Meteoroloji Genel Müdürlüğü verilerine göre, 2023 yılında Türkiye genelinde tarımsal alanları etkileyen 300’ün üzerinde aşırı hava olayı kaydedildi. Bu durum sadece ürün kayıplarına değil, aynı zamanda maliyetlerin artmasına ve üreticilerin gelirlerinin düşmesine yol açmaktadır. Çiftçiler, bu tür zararlara karşı sigorta yaptırmak zorunda kalırken, üretim maliyetleri de giderek artmaktadır.

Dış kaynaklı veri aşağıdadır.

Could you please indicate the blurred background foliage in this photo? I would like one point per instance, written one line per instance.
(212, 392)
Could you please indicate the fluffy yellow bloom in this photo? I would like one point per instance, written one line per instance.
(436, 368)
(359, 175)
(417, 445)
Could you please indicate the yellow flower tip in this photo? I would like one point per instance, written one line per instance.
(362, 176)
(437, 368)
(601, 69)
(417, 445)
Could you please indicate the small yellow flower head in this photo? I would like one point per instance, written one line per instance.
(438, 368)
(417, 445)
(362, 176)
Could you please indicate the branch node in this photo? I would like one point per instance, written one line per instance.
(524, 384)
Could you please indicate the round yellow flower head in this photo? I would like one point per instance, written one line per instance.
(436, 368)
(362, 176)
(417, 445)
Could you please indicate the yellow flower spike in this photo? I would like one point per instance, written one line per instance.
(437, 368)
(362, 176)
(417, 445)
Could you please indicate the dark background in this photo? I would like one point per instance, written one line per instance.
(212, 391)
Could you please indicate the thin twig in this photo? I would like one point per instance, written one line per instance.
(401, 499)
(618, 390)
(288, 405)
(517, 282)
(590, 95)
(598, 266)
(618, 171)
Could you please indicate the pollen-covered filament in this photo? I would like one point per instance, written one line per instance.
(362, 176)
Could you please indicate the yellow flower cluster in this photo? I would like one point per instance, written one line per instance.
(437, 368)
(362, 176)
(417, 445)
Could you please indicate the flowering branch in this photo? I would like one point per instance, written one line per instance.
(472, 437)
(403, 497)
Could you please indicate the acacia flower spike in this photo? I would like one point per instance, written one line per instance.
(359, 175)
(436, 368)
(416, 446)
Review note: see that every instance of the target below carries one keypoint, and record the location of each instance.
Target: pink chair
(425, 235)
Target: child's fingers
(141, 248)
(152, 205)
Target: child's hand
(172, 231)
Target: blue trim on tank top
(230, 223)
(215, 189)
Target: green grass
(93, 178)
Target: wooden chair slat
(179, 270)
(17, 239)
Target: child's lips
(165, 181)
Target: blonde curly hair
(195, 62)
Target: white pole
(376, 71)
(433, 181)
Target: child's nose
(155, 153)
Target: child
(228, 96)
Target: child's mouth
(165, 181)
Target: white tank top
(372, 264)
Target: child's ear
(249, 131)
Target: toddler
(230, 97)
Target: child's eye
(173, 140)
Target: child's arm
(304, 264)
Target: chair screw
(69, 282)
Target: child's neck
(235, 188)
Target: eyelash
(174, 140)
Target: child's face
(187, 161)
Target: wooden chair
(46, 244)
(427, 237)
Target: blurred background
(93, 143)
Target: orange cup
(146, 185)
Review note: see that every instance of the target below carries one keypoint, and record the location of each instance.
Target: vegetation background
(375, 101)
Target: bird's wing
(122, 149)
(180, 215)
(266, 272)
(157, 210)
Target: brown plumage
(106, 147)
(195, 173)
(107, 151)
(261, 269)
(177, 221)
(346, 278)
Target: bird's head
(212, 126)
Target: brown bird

   İklim değişikliğinin tarımsal üretim üzerindeki olumsuz etkilerini azaltmak için birçok ülke iklim dirençli tarım tekniklerine yönelmektedir. Türkiye’de de bu konuda çeşitli projeler ve araştırmalar yürütülmektedir. Sürdürülebilir tarım, damla sulama sistemleri, kuraklığa dayanıklı bitki çeşitlerinin geliştirilmesi gibi yöntemler öne çıkmaktadır. Örneğin, Tarım ve Orman Bakanlığı, son yıllarda çiftçilere daha az su tüketen bitki türleri hakkında eğitimler vererek iklim değişikliğine karşı dayanıklı tarım pratiklerini teşvik ediyor.

Ayrıca, Türkiye’nin farklı bölgelerinde yapılan deneme çalışmaları, soğuk iklim şartlarına uyum sağlayan buğday türlerinin geliştirildiğini ve çiftçilere sunulmaya başlandığını göstermektedir. Uzmanlar, iklim değişikliğiyle mücadele için tarımsal ürün deseninde de değişiklikler yapılması gerektiğini, örneğin suya ihtiyaç duyan pamuk gibi ürünlerin yerini daha dirençli bitkilerin almasının önemli olduğunu belirtmektedir.